It is always important to scan our code base and frameworks/tools for new vulnerabilities. One of the popular tool for frequent scanning is Sonarqube.
Scale
As our service scale with more instances to service more consumers, additional steps are necessary to secure our service beyond the basic “security” practices.
API Gateway
As the API can be part of larger collection of other services, exposing an API to public web directly does not make sense, as the consumers must now keep a record of the service identifiers(hosts, IPs etc.) making it difficult to build on the API.
My first simple approach would be to put my API behind an API Gateway(e.g. AWS API Gateway, Nginx etc.). This allows the API to be available conveniently along with other APIs in my fleet.
Additionally, the API gateway provides other layers of convenience, such as logging, monitoring, security, auditing, correct rollout.
Rate Limiting
Any service exposed to consumers will eventually suffer from abuse(both intentional and accidental). It is important to implement various Rate Limiting strategies over an API to balance the user convenience as well as service load.
A broken implementation on consumer side may cause large number of requests to be generated over very short window, causing the service to be overwhelmed and dedicate too much resource to one consumer while locking out other consumers. Additionally, such behavior can cause dangerous levels of resource(cpu, memory, disk etc.) consumptions, which may trigger very large scaling automatically in cloud deployment and cause massive billing headache.
Additionally, malicious actors may also direct a large scale attack causing a Denial of Service(DoS) attack, knocking out our API and block all other consumers by working in degraded mode.
To avoid such cases, we need to implement rate-limiting. There are various known simply strategies for rate-limiting,
- Token Bucket
- Leaky Bucket
- Fixed Window Counter
- Sliding Window Log
- Sliding Window Counter
There are several locations, where rate-limiting can be implemented:
- API Gateway: requests are throttled at the entrypoint, but requires additional expenses
- Backend/Service: requests are throttled at the service level, but complex and requires additional resources
- Client: requests are throttled at user level, but these are unsafe and can be bypassed!
Load Balancing
As our number of users grow, rate-limiting will not protect the service for very long, as more users using our API will require more resource dedication.

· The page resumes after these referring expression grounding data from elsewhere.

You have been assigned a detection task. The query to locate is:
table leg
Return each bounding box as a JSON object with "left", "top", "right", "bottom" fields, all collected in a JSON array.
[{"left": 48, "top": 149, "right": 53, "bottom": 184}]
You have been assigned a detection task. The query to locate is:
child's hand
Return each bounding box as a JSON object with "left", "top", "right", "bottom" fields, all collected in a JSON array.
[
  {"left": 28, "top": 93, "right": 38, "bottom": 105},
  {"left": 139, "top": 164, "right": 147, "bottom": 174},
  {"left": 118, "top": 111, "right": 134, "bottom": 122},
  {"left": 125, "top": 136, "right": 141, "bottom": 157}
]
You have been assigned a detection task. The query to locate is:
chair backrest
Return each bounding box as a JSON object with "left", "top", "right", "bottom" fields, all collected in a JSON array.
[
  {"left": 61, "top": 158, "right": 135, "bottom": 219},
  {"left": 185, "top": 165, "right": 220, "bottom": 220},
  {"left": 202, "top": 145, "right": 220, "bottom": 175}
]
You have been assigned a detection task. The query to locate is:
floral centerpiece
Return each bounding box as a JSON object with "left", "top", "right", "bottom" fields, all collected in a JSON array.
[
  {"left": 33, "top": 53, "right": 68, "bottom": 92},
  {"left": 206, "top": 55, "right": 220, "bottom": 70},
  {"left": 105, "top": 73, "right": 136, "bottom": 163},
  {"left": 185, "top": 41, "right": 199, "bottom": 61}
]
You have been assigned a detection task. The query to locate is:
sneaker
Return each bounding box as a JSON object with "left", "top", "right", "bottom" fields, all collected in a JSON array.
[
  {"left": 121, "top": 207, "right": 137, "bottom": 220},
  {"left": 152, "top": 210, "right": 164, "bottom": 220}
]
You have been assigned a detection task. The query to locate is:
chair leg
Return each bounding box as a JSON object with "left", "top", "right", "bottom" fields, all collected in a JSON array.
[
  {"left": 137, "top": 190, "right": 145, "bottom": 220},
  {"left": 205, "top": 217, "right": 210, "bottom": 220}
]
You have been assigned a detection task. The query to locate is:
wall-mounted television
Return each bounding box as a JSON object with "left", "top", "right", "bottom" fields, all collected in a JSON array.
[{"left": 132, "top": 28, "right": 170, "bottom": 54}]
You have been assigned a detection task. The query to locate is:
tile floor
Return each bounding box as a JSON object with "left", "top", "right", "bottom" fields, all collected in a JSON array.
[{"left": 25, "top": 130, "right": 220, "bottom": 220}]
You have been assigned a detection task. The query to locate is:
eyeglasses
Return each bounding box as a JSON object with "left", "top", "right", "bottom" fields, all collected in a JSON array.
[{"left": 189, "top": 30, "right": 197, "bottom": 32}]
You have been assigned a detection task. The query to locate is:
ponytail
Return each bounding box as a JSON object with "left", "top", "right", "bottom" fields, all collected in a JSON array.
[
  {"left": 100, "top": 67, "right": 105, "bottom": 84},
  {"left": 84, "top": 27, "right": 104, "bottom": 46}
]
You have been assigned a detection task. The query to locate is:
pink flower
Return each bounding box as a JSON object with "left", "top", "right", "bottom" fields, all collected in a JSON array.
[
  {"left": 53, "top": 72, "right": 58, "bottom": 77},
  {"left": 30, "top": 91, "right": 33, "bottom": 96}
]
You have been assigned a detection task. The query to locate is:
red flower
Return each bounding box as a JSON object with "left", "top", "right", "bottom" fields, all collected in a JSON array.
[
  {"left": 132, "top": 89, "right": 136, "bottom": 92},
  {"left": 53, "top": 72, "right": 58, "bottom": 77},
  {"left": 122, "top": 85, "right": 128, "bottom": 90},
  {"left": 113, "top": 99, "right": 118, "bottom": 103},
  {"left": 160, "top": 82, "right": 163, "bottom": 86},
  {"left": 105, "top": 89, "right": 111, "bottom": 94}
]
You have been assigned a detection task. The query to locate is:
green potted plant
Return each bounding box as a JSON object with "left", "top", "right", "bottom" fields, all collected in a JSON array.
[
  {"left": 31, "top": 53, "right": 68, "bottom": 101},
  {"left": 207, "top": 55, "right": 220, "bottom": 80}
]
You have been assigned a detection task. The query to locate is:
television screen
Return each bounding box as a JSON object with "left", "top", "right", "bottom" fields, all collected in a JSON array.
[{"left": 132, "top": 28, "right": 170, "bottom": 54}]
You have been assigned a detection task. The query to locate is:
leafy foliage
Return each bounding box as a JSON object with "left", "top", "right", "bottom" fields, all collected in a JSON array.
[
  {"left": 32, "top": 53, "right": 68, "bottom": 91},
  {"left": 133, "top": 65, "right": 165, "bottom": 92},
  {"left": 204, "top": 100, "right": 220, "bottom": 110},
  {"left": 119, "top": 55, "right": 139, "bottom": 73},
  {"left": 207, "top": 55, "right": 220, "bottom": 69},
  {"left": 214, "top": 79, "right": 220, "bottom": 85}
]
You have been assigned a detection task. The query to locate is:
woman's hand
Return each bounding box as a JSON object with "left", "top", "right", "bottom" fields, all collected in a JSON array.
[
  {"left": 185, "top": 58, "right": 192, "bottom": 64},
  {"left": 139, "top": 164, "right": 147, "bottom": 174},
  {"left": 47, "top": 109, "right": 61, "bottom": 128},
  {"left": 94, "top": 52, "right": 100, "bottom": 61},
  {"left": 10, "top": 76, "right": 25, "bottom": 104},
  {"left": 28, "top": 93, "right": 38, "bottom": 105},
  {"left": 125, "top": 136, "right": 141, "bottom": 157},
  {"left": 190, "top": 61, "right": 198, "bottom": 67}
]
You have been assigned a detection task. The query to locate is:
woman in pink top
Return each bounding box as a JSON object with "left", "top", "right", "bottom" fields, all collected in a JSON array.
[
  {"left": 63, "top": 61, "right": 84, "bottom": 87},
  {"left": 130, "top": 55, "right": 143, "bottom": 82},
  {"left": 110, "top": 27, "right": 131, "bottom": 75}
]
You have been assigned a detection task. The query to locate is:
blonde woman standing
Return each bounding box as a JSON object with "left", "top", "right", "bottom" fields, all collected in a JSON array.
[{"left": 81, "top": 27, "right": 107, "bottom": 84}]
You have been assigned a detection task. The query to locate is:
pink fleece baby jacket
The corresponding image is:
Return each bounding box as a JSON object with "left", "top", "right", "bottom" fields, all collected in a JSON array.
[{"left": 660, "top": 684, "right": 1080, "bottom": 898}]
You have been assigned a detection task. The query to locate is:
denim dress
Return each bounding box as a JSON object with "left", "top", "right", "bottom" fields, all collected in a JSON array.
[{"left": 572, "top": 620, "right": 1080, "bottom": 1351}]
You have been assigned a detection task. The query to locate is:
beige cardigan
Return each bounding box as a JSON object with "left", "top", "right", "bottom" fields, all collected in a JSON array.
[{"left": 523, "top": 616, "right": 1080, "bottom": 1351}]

To service large number of users without degrading or overwhelming our service, we may initially continue scaling vertically(dedicate more resources, such as CPU, Memory, Disk etc.). Eventually, we will hit a limit of vertical scaling when the service will continue to degrade in performance and start dropping requests.
In such cases, we can start scaling horizontally(i.e. increase the number of service instances available). However, as each service now has unique identities and difficult to keep track for the consumer, we will introduce a Load Balancer.
The responsibility of a Load-Balancer is to intercept any incoming request to our API and redirect it to one of the instances of our service.
There are various approaches, how the requests are distributed among different instances, such as:
- Round Robin: each new request goes to next available service in sequence
- Load Based: any new request is forwarded to least busy service instance
- Sticky Session: a request from particular consumer is always forwarded to particular service
- Quota: each new request is forwarded to same service until its quota(or queue) is full
There are numerous approaches to how load balancers work. Further research is recommended.
Additionally, the benefit of load balancer is, services can be scaled up(more instance added to the pool), or down(some idl or least utilized instances are taken offline to save costs) without affecting the incoming requests.
(Web Application) Firewall
As the service grows, despite our best intentions and approaches, our API will attract interest from various security attacks and other incidents or simple breach scanner and discovery bots.
One popular approach to mitigate unintended requests or attentions is Firewall. The firewall operates on lower levels of the stack and blocks large amount of traffic from reaching our API. With intelligent traffic monitoring and behavior features, diverse set of firewall services can be availed.
Additional benefit of firewall is allowing geo-blocking, if our API is only meant to be used by users of Germany, we can enable blocking any/all traffic originating from other locations, saving us numerous costs on traffic, processing and mitigation effort.
Summary
While the sections described above are something that comes to mind with a little bit of retrospective, these are by no means most exhaustive list. The scope of security is very broad and beyond my simple experience. However, if I were to expose an API on the public web, I would start by implementing all the sections on this post.
If any inaccuracies are visible, please leave a comment, I will immediately fix it. :)
One interesting reference for security topics is the OWASP project.